Toranosuke Katayama, the minister of telecommunications, said Friday his ministry may submit a bill to the Diet in the fall to put an end to the phone scam known as "wangiri."
"I have instructed the head of the bureau (in charge of such matters) to consider legal measures in view of the next Diet session," Katayama told reporters after a Cabinet meeting.
Telephone networks have been paralyzed recently due to the wangiri scams, in which telephone service operators, usually offering sex-related phone services, make thousands of random calls a minute to cell phones.
The New Conservative Party, one of the three ruling parties, has asked that a bill to regulate operators of wangiri calls be submitted to the Diet during the extraordinary session scheduled for autumn. New Komeito, also of the tripartite coalition, has informally made a similar request.

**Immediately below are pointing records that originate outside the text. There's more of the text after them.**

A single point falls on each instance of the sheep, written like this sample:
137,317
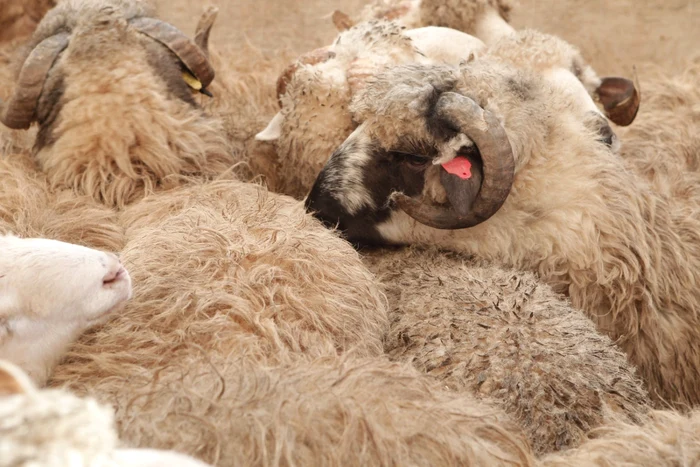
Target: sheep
315,91
509,340
229,410
55,428
532,188
28,208
19,18
667,438
485,19
113,90
50,293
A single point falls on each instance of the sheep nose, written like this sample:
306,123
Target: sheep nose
115,270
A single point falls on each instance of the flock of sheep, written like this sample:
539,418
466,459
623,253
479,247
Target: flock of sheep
470,249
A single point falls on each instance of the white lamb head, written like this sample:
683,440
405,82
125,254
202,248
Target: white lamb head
50,293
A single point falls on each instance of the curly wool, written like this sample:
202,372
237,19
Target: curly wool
229,410
507,338
598,231
53,428
28,208
110,124
19,18
668,439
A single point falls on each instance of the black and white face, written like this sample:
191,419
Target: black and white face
454,165
364,182
352,191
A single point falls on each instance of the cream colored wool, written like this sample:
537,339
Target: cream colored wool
19,18
668,439
54,428
230,410
462,15
599,231
29,209
509,340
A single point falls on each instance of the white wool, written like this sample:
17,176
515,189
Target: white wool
51,292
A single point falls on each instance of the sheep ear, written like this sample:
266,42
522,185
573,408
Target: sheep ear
13,380
273,130
620,99
342,21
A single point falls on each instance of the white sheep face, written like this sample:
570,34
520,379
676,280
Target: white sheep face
51,292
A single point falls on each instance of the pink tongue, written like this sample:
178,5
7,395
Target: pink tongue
459,166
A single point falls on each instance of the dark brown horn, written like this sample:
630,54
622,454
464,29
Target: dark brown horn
482,127
620,99
310,58
201,35
194,58
20,111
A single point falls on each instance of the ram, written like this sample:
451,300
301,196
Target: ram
19,18
494,161
506,338
315,92
113,90
50,293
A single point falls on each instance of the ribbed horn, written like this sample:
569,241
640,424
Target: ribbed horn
189,53
20,111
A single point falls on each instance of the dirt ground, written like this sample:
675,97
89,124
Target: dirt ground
614,35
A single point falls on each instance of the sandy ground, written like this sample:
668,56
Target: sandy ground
614,35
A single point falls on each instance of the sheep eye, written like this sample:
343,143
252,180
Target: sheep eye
413,161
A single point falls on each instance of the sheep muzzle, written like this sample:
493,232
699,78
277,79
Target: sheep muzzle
20,111
470,204
620,99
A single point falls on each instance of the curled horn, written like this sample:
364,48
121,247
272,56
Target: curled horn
20,111
310,58
201,35
482,127
342,21
620,99
189,53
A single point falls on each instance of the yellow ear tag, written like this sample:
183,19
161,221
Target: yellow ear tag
191,81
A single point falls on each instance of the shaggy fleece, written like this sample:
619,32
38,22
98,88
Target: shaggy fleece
508,339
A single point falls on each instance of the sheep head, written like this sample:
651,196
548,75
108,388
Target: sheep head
95,26
50,292
443,145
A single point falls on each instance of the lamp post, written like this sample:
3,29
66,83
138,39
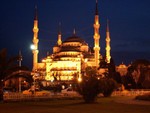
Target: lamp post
33,48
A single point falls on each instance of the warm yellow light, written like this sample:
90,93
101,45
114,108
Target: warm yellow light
86,60
32,47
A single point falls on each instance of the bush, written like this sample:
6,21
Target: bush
89,89
108,86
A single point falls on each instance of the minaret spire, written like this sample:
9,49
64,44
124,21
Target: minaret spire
35,18
96,11
96,37
59,42
108,57
35,41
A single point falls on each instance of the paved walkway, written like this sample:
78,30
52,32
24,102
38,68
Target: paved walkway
131,100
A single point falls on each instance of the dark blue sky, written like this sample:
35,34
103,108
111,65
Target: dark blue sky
129,22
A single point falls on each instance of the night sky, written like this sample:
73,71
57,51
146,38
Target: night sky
129,23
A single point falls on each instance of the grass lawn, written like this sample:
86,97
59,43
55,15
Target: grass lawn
104,105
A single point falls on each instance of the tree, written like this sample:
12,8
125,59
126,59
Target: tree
108,86
112,72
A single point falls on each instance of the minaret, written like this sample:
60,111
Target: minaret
108,57
59,42
35,41
96,37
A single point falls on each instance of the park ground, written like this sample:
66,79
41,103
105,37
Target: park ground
103,105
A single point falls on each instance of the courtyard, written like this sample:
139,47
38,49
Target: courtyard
103,105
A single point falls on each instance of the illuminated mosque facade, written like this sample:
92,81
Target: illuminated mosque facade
69,58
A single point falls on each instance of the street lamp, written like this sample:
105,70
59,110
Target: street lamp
33,48
20,59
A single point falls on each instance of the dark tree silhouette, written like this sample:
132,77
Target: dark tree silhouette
9,69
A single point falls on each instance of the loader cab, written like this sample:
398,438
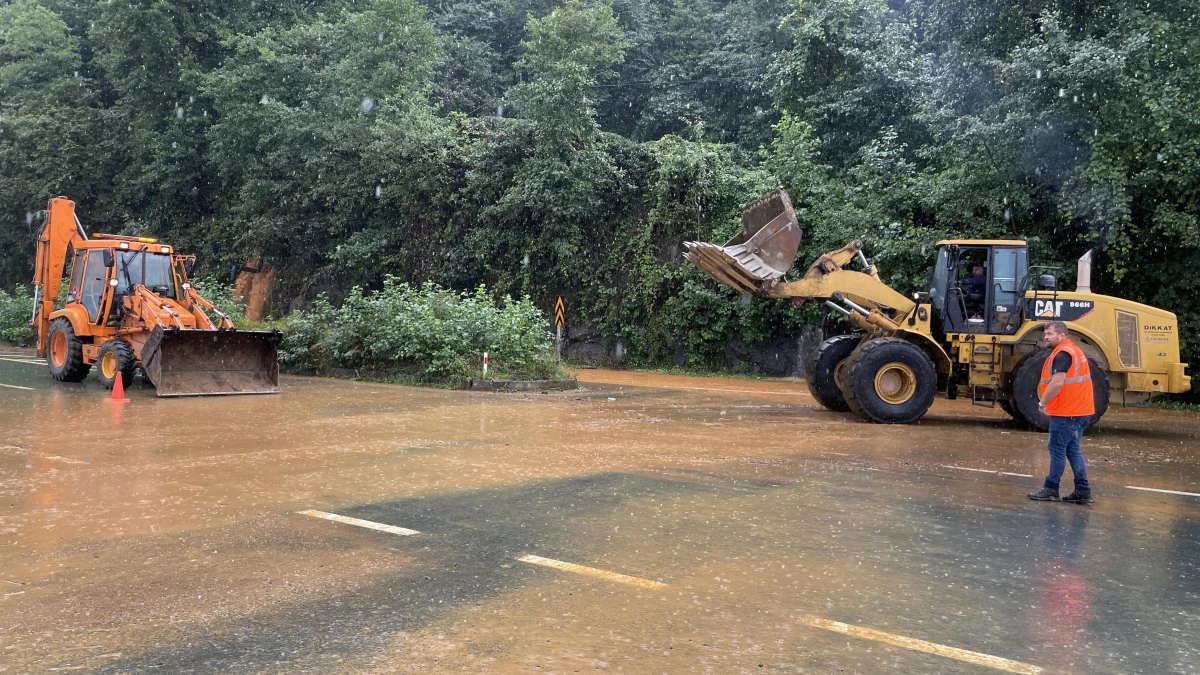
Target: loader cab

While the details of the bill have yet to be decided, they are likely to include such measures as punishment for offenders, which cannot at present be carried out under contracts made with phone carriers.
On Thursday, phone carriers NTT East Corp. and NTT West Corp. asked for ministry approval to tighten their contracts for telephone services, enabling them to suspend connections for malicious callers that disrupt their phone networks.
Katayama welcomed the move by the two regional phone carriers of Nippon Telegraph and Telephone Corp., saying, "I am grateful that they took swift measures."
Wangiri calls ring only once, leaving the caller's number on the cell-phone display and tricking the receiver into returning the "missed" call.
Callers are then directed to a taped phone-sex message or to information on other types of adult entertainment. Those who stay on the line are usually charged huge fees.